Autant pour Marîd Audran, le Serviteur de l’Ordre idéal.
Je me relevai, me sentant nettement mieux, et suivis Shaknahyi hors de la pénombre de la salle. M. Gargotier et sa fille Maddie nous accompagnèrent. L’homme voulut nous remercier mais Shaknahyi leva la main en prenant l’air modeste : « Pas besoin de remerciements pour le simple accomplissement d’un devoir.

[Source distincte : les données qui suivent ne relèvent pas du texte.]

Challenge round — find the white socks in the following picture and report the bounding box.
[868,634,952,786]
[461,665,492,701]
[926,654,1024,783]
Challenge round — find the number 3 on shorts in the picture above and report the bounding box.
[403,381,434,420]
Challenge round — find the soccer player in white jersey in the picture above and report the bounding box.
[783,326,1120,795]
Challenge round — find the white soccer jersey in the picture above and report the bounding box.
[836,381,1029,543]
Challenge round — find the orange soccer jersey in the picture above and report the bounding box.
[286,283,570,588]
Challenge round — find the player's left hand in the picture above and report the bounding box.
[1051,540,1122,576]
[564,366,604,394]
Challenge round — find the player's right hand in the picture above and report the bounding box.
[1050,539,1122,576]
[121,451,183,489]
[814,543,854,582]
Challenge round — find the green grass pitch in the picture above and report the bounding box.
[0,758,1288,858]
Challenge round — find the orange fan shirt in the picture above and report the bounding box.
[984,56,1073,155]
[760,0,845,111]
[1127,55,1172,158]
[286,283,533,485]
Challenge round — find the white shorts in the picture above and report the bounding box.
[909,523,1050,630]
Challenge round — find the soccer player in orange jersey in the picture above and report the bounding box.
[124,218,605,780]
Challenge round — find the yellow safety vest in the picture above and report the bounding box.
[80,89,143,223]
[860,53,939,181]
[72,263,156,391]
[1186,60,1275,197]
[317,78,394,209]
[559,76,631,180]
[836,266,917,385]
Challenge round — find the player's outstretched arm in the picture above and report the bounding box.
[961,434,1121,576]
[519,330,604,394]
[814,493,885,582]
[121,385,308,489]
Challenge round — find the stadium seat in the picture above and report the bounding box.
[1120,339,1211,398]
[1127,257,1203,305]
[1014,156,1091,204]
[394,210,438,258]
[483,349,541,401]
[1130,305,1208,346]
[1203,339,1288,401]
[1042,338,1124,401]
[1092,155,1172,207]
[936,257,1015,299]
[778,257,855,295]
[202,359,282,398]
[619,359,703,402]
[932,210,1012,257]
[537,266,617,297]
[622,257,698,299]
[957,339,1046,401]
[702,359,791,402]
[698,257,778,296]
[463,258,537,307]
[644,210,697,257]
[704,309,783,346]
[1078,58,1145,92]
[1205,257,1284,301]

— Vous pourrez revenir boire gratis quand vous voudrez, dit Gargotier, reconnaissant.
— Éventuellement. » Shaknahyi se tourna vers moi : « On décolle. » Nous ressortîmes par la tonnelle. Le vieux Weinraub était toujours assis sous son parasol Cinzano, apparemment inconscient des événements qui venaient de se dérouler.
En route vers notre voiture, je remarquai : « En un sens, ça me fait du bien de me sentir à nouveau bienvenu quelque part. »
Shaknahyi me regarda. « Accepter à boire durant le service est une infraction grave.
— Je ne savais pas qu’ils avaient aussi des infractions dans le Boudayin. » Shaknahyi sourit. Il semblait qu’un léger dégel s’était amorcé entre nous.
J’allais m’installer dans la voiture quand le muezzin d’une mosquée derrière le quartier chanta l’appel à la prière de l’après-midi. Je vis Shaknahyi aller fouiller sur la banquette arrière et ressortir avec un tapis de prière roulé. Il l’étala sur le trottoir et pria durant plusieurs minutes. Pour je ne sais quelle raison, cela me mit extrêmement mal à l’aise. Quand il eut terminé, il roula de nouveau le tapis et le remit dans la voiture, non sans me regarder d’un drôle d’air, une sorte de muet reproche. Puis nous montâmes tous les deux en voiture, mais aucun de nous n’ouvrit la bouche d’un bon moment.